Closed buttercutter closed 3 years ago

buttercutter commented 3 years ago

May I know how should I interpret your training data csv file ?

I do not quite understand the columns naming style.

bsamseth commented 3 years ago

Hi!

Sure thing. Taking the first line as an example:

x1,x2,x3,x4,x5,x6,x7,x8,x9,o1,o2,o3,o4,o5,o6,o7,o8,o9,m1,m2,m3,m4,m5,m6,m7,m8,m9,turn,score
1,0,1,0,1,0,0,1,0,0,1,0,1,0,1,1,0,0,0,0,0,0,0,0,0,0,1,0,1

The first nine columns (the xn columns) indicate whether there is an X at the n'th square or not. The next nine do the same for the O's. Togheter these 18 columns tell you what the board looks like. In this example, you get

X | O | X
O | X | O
O | X | 

The next nine columns tell you what is the best move(s). In this case the only legal move has a 1, the remaining are marked with a 0.

Lastly you get who's turn it is (0 for X and 1 for O), and the score of the board. The score refers to what the theoretically best score the player can get with optimal play. In this case, the score is 1 because X will be able to win this position with optimal play (in this case there's only one legal move, but nonetheless). A draw is a score of 0, a forced loss is score -1.

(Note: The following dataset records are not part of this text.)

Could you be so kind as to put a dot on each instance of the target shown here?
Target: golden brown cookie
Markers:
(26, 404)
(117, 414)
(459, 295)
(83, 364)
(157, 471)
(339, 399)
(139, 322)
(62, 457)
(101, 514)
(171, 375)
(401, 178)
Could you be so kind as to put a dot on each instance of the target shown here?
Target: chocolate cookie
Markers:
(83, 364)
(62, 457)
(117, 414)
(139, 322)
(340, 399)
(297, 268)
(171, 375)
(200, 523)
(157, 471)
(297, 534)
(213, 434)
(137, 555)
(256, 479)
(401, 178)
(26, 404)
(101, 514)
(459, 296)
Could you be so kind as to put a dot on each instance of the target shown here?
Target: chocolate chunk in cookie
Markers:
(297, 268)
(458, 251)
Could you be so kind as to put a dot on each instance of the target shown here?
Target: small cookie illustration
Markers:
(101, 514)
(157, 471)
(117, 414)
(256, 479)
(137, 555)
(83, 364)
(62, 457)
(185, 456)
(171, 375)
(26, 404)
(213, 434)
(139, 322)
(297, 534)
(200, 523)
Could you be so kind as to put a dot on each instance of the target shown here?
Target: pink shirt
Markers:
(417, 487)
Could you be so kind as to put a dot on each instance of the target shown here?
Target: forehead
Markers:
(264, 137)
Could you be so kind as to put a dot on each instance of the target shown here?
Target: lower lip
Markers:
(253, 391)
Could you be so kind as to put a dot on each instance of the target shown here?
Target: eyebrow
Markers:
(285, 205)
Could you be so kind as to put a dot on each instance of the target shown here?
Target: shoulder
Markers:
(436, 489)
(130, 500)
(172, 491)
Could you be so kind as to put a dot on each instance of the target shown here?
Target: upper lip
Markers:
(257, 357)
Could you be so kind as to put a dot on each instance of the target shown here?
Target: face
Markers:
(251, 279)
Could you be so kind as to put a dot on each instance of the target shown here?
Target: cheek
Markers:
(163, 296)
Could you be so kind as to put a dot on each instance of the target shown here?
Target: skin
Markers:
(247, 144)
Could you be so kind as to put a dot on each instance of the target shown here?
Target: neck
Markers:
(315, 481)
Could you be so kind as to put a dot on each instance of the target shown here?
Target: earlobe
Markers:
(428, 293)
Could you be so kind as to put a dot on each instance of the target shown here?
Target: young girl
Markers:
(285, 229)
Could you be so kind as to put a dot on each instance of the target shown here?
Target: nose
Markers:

I hope that clears things up for you!

buttercutter commented 3 years ago

It seems that you have 4520 training cases in the csv file.

I believe 4520 is not the fully-exhaustive training dataset ? What about the test dataset ?

buttercutter commented 3 years ago

Ok, I saw you are allocating 0.2 (20 percent) of 4520 cases for test purposes.

Why input_dim only includes X ? What about moves ?

bsamseth commented 3 years ago

The moves are the output, they don't belong in the inputs. If you did, the model would quickly realize that it should ignore everything else and just output the moves, because you are giving it the "answer" as part of the input. Try it and see what happens! :)

buttercutter commented 3 years ago

ok, inputs are board features plus turn , output is preferred next move.

What about score ?

buttercutter commented 3 years ago

I suppose a good NN combines both policy (preferred next move) and value (good score) ?

By the way, is this how you generate the csv training dataset ?

I do not quite understand what functionality does def bitboard_to_list(board) actually perform ?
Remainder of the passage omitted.